Mas voltemos à história do livro. Lorenzo foi até bonzinho com Nicolau, pois podia ter ordenado sua morte, podia ter mandado cortar-lhe os bagos..., mas condenou-o a ficar quietinho, exilado em sua propriedade, em San Caciano.
Então, tristinho, sem ter nada o que fazer, eu acho que Maquiavel resolveu “ficar bem na fita” com os governantes, pois em poucos dias ele produziu e dedicou ao seu “algoz”, Lorenzo de Médicis, uma espécie de manual, com 26 capítulos, sugerindo o que ele deveria fazer para unificar os principados e se manter no poder.
O livro mostra um autor culto, conhecedor de diversos fatos históricos, e por diversas vezes menciona os feitos de César Bórgia ( filho do papa Alexandre VI. Isso mesmo que você leu: naquela época papa podia ser casado, ter filhos, matar...), o duque Valentino, um sujeito tão “gente boa”, que no dia 31 de dezembro de 1502 foi capaz de convidar seus inimigos para uma festa em seu palácio, aprisioná-los e assassiná-los. Isso sem falar que há historiadores que juram que ele era amante de própria irmã, Lucrécia Bórgia. Preciso falar mais alguma coisa?

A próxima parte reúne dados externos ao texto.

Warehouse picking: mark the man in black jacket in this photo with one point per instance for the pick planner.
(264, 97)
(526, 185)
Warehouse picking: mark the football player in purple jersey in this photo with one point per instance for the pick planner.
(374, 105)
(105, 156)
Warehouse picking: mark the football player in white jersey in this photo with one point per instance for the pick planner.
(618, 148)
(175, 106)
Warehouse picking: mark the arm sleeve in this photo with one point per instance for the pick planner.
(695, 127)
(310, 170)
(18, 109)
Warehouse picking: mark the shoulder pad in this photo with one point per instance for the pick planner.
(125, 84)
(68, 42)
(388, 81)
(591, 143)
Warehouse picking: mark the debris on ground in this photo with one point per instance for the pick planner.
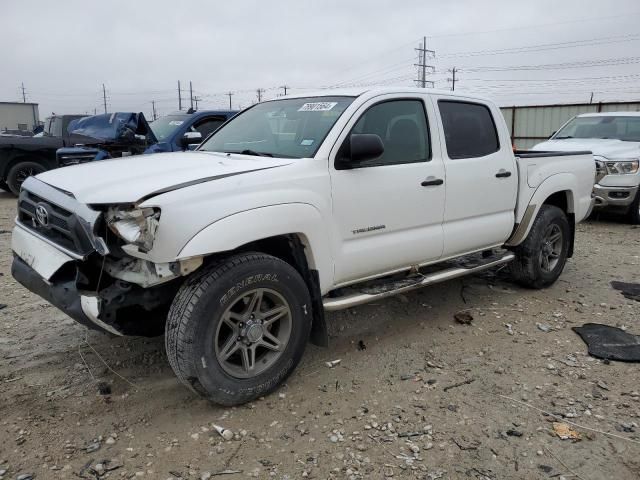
(543, 327)
(223, 432)
(610, 343)
(104, 388)
(465, 318)
(629, 290)
(565, 432)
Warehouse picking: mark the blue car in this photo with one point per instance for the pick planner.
(120, 134)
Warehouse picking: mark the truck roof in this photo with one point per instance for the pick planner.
(610, 114)
(375, 91)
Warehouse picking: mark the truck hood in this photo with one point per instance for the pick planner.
(138, 178)
(604, 147)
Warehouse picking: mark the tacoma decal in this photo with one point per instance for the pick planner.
(368, 229)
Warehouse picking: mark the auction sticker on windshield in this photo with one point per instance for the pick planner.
(317, 107)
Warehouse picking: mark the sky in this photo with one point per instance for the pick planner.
(515, 52)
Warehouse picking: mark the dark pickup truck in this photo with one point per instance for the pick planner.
(72, 139)
(21, 157)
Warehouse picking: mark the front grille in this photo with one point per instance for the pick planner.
(62, 227)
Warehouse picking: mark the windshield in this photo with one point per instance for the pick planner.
(163, 127)
(287, 128)
(620, 128)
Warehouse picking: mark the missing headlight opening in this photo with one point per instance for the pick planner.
(136, 226)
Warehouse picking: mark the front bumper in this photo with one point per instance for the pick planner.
(614, 197)
(63, 295)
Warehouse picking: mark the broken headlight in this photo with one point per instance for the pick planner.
(135, 226)
(622, 167)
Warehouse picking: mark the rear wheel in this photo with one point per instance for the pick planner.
(634, 210)
(20, 172)
(238, 329)
(540, 259)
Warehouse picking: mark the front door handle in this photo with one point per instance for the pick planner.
(432, 181)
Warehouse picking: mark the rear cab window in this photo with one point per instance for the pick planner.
(469, 129)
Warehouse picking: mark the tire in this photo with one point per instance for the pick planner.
(19, 173)
(199, 328)
(529, 268)
(634, 210)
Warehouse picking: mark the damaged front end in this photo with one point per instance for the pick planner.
(116, 135)
(84, 262)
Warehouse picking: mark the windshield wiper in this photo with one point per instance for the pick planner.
(253, 152)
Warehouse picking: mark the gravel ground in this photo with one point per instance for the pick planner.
(416, 394)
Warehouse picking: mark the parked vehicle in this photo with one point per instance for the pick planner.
(125, 134)
(614, 139)
(24, 156)
(293, 207)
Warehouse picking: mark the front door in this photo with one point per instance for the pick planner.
(388, 211)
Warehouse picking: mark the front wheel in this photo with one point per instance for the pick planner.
(237, 330)
(540, 259)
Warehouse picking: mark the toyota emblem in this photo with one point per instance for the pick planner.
(42, 215)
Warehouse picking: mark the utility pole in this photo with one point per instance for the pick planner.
(422, 64)
(453, 72)
(104, 98)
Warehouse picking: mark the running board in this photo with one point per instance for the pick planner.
(355, 299)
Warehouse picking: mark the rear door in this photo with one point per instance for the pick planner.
(388, 211)
(481, 176)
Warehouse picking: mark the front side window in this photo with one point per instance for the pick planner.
(164, 127)
(606, 126)
(469, 129)
(402, 127)
(286, 128)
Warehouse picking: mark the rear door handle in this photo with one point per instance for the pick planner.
(432, 181)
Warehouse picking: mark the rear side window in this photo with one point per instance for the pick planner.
(469, 129)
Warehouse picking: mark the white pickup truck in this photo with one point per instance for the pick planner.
(293, 207)
(614, 139)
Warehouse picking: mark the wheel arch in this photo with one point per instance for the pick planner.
(294, 233)
(557, 190)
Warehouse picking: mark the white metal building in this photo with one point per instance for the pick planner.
(18, 116)
(533, 124)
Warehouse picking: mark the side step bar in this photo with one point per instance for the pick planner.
(348, 301)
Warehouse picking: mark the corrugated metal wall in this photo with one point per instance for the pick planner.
(533, 124)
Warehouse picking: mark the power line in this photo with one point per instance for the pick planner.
(104, 98)
(422, 64)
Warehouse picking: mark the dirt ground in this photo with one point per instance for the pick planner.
(416, 395)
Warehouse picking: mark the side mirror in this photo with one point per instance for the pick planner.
(359, 148)
(191, 138)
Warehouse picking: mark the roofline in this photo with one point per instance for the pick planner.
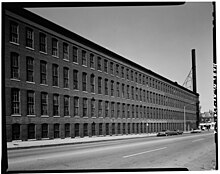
(50, 25)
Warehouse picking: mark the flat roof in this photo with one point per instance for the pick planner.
(52, 26)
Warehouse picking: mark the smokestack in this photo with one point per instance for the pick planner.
(194, 70)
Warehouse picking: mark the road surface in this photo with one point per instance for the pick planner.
(181, 151)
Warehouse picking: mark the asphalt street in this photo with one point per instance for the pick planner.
(181, 151)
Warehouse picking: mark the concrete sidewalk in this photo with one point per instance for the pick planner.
(56, 142)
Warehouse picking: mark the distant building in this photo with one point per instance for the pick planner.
(207, 120)
(59, 85)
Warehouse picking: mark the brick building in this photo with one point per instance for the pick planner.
(59, 85)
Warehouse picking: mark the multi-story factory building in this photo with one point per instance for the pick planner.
(59, 85)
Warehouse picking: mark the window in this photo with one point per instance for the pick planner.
(44, 130)
(66, 105)
(122, 72)
(55, 74)
(132, 93)
(122, 90)
(75, 55)
(99, 85)
(30, 69)
(31, 131)
(15, 131)
(85, 107)
(92, 83)
(30, 103)
(44, 103)
(117, 89)
(117, 70)
(123, 110)
(99, 63)
(137, 111)
(65, 51)
(106, 66)
(112, 88)
(133, 111)
(106, 108)
(56, 130)
(128, 92)
(14, 32)
(136, 77)
(67, 130)
(14, 66)
(75, 79)
(54, 47)
(106, 86)
(112, 109)
(92, 64)
(143, 80)
(140, 95)
(85, 129)
(140, 76)
(29, 38)
(111, 68)
(132, 76)
(56, 105)
(84, 81)
(100, 108)
(66, 77)
(92, 107)
(137, 94)
(84, 59)
(43, 72)
(15, 98)
(118, 110)
(43, 42)
(76, 106)
(77, 129)
(127, 74)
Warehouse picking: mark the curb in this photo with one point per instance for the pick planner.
(72, 143)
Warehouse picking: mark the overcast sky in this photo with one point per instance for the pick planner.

Muito sinteticamente, chegamos ao pano de fundo desse livrinho de 113 páginas, que, por exemplo, no capítulo XVIII intitulado: “De que modo os príncipes devem manter a fé da palavra dada” diz: “[...] um senhor prudente não pode nem deve guardar sua palavra, quando isso seja prejudicial aos seus interesses e quando desapareceram as causas que o levaram a empenhá-la. Se todos os homens fossem bons, este preceito seria mau; mas, porque são maus e não observariam a sua fé a teu respeito, não há razão para que a cumpras para com eles.”. A seguir, Maquiavel dá o seguinte conselho: “Mas é necessário saber bem disfarçar esta qualidade e ser grande simulador e dissimulador: tão simples são os homens e de tal forma cedem às necessidades presentes, que aquele que engana sempre encontrará quem se deixe enganar.”
Então, meu habitual leitor, acostumado a me ver assumindo posições políticas, eu quero lhe dizer que eu votei na Marina da Silva, e que agora vou pensar muito bem, porque eu acho que quem orquestrou o envio daquela série de e.mails na semana passada, deve conhecer “O Príncipe” de cor e salteado.